Takano et al (84) examined the relevance of Annexin A2 in drug-resistant PDA and found high expression of Annexin A2 as an independent factor for recurrence in patients undergoing gemcitabine adjuvant chemotherapy. Knocking down Annexin A2 by shRNA significantly increased the cytotoxic effect of gemcitabine by the following downregulation of the NF-κB pathway (83).

These studies of anti-Annexin A2 antibodies, microRNA-206 and shRNA targeting Annexin A2 altogether indicate Annexin A2 to be of therapeutic relevance in patients with PDA (85).

The majority of human glioblastoma cases expressed Annexin A2 (59,60). Twenty-five out of 30 cases were Annexin A2 positive, with 11/30 cases strongly positive, 14/30 cases weakly positive and the remaining 5 cases negative (60). Annexin A2 expression is not detectable in normal glia cells (96). Furthermore, Annexin A2 is overexpressed in the cases with a higher grade tumour, pathological grade II–IV, compared to low grade tumours without infiltration (61). The 3-year OS rate of the Annexin A2 positive group was significantly lower than survival of the Annexin A2 negative group, 31.5 and 51.8%, respectively (59). Annexin A2 expression was shown to correlate with vascular endothelial growth factor (VEGF) and platelet-derived growth factor (PDGF), P<0.05. Annexin A2's effect on glioblastoma cells through VEGF and PDGF may represent an important anti-angiogenesis therapeutic target in the treatment of glioma (60). A significant lower cell proliferation was shown after knockdown of Annexin A2 by using a wound closure rate (59). Knockdown of Annexin A2 reduced the invasiveness of glioma cells (59).
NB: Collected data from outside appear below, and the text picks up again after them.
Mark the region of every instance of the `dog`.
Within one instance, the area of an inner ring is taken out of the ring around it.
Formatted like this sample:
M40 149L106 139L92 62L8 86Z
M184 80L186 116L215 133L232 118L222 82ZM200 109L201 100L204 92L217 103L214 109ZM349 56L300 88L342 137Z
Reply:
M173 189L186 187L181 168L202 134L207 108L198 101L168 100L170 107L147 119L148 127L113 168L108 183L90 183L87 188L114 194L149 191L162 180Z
Annexin A2 is shown in cytoplasm and cell membranes in lung adenocarcinoma cells lines (70). Annexin A2 expression is significantly correlated with tumour diameter (P=0.003), pathological grade (P=0.014), pT status (P<0.001) and pleural invasion (71). High expression of Annexin A2 was associated with lymph node metastasis in comparison with tumours with low Annexin A2 expression (P<0.001) (72). Annexin A2 overexpression correlates to advanced clinical stage (P<0.001) and patients with high Annexin A2 expression have shorter survival compared to patients with low expression (P<0.001) (71,72).

Short hairpin plasmid mediated RNA (shRNA) interference is a way of post-translation gene silencing (70). A plasmid expressing a shRNA targeting Annexin A2 could effectively inhibit the expression of Annexin A2. This implies that the shRNA plasmid against Annexin A2 could be of therapeutic interest to decrease the proliferation and invasion capability of NSCLC cells (70).

Another study using immunoprecipitation and flow cytometry showed Annexin A2 expression and phosphorylation in cell lines with resistance properties to doxorubicin, vinca alkaloids and epipodophyllotoxins indicating a relation of Annexin A2 to prediction of multi-drug resistance (73).